L’humanité est à un tournant de son histoire. Beaucoup considèrent que nous traversons un moment de vie ou de mort, non pour la planète, mais pour les générations futures. L’agriculture, parce qu’elle occupe plus de 50 % de notre territoire (et jusqu’à 70 % dans certaines régions), a une responsabilité majeure pour réussir la reconquête de la biodiversité et contribuer à l’atténuation et à l’adaptation au changement climatique. Des solutions existent pour renforcer l’efficacité des systèmes alimentaires sur les plans sanitaire, social et environnemental, tout en permettant une rémunération digne des agriculteurs, qui sont de plus en plus nombreux à s’engager dans la voie de la transition agroécologique.
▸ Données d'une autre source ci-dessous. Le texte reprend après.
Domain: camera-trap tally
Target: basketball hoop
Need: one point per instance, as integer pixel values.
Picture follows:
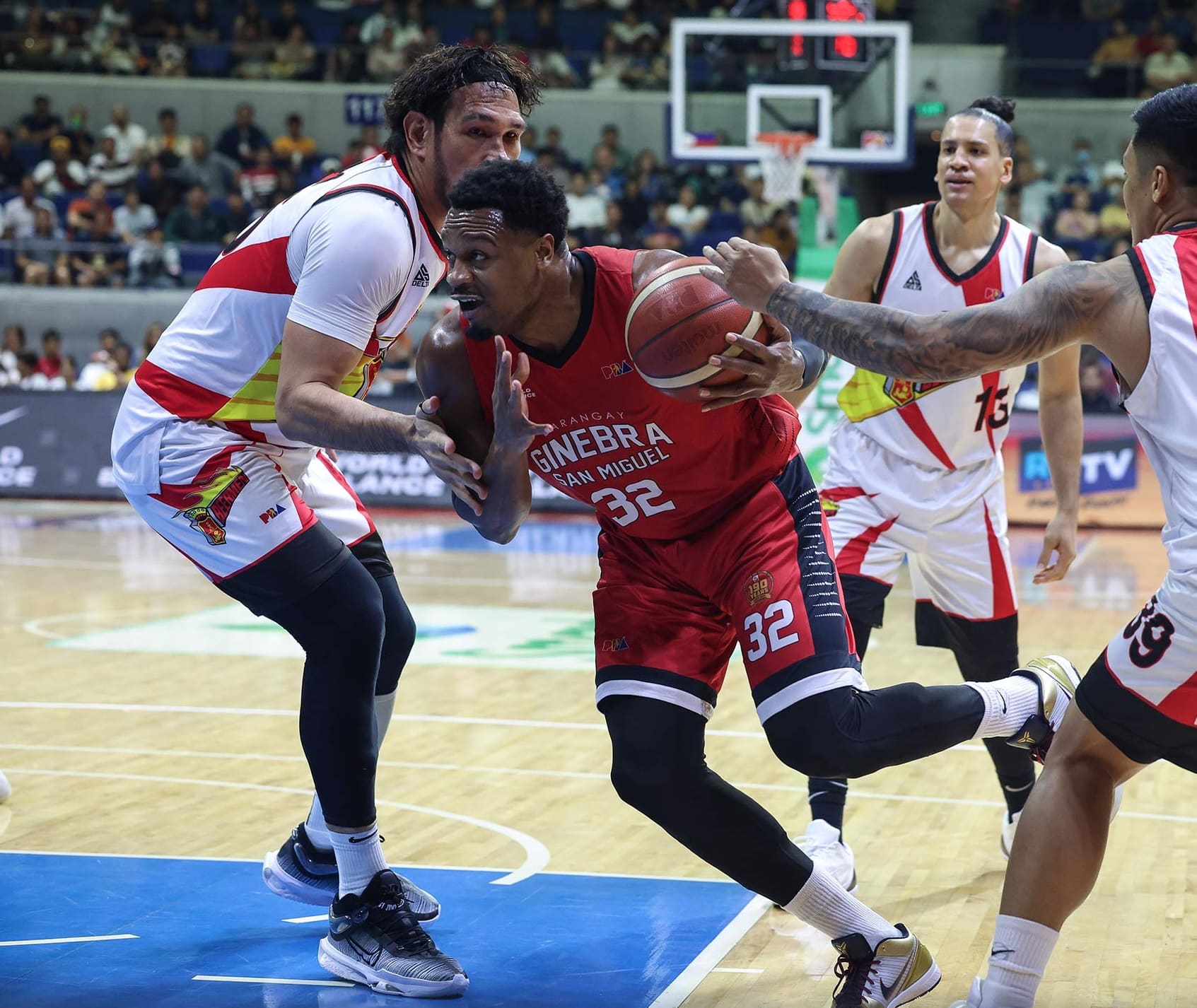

Nous pensons que le moment est venu de dépasser les divisions entre des approches administratives séparées, liées à l’histoire et aux dispositifs de formation, eux-mêmes trop cloisonnés. Santé humaine, santé animale et santé des écosystèmes doivent être pensées ensemble, dans le cadre d’une approche globale portée par les différents ministères et corps de métiers.

Les initiatives prises au cours des dernières années par certains établissements d’enseignement supérieur placés sous votre tutelle, comme VetAgro Sup, illustrent le travail réalisé pour contribuer à une approche globale des enjeux de santé : organisation en 2014 d’un colloque avec l’association Humanité et Biodiversité, création en 2016 du pôle Expertise Vétérinaire et Agronomique Animaux Sauvages, mise en place en début d’année du diplôme « One Health en pratiques » par l’ENSV.

Le programme national de l’alimentation et de la nutrition témoigne également de la volonté de votre administration de promouvoir une approche globale de l’alimentation, associant aux enjeux nutritionnels ceux liés à une transition agro-écologique ancrée dans les dynamiques territoriales.

Nous souhaitons que le ministère de l’agriculture et de l’alimentation soit intégré au groupe santé-environnement présidé par madame la députée Toutut-Picard et participe aux instances de pilotage du quatrième plan national santé-environnement (PNSE4). Les travaux conduits par le groupe santé et biodiversité du PNSE3 devraient être poursuivis, en élargissant sa composition et ses missions à l’ensemble des actions conduites dans ce domaine. L’animation de ses travaux pourrait être confiée à des organismes d’expertise (Anses, Office français de la biodiversité…) dans le cadre d‘un collectif de réflexion « One Health ».

Peut-être serait-il pertinent, enfin, de mobiliser une mission d’inspection générale associant l’IGAS, le CGEDD et le CGAAER afin de proposer des actions à conduire pour mieux prendre en compte les liens entre toutes les santés, dans le cadre des plans de relance de l’activité économique qui seront mis en place dès que la crise du Covid-19 le permettra.

Nous avons l’honneur de solliciter la possibilité de vous rencontrer pour échanger avec vous et vous présenter nos propositions visant à bâtir une large concertation entre l’ensemble des acteurs concernés par les politiques de santé humaine, de santé animale et de santé des écosystèmes.

En vous remerciant de votre attention, veuillez agréer, Monsieur le Ministre, nos plus sincères et respectueuses salutations.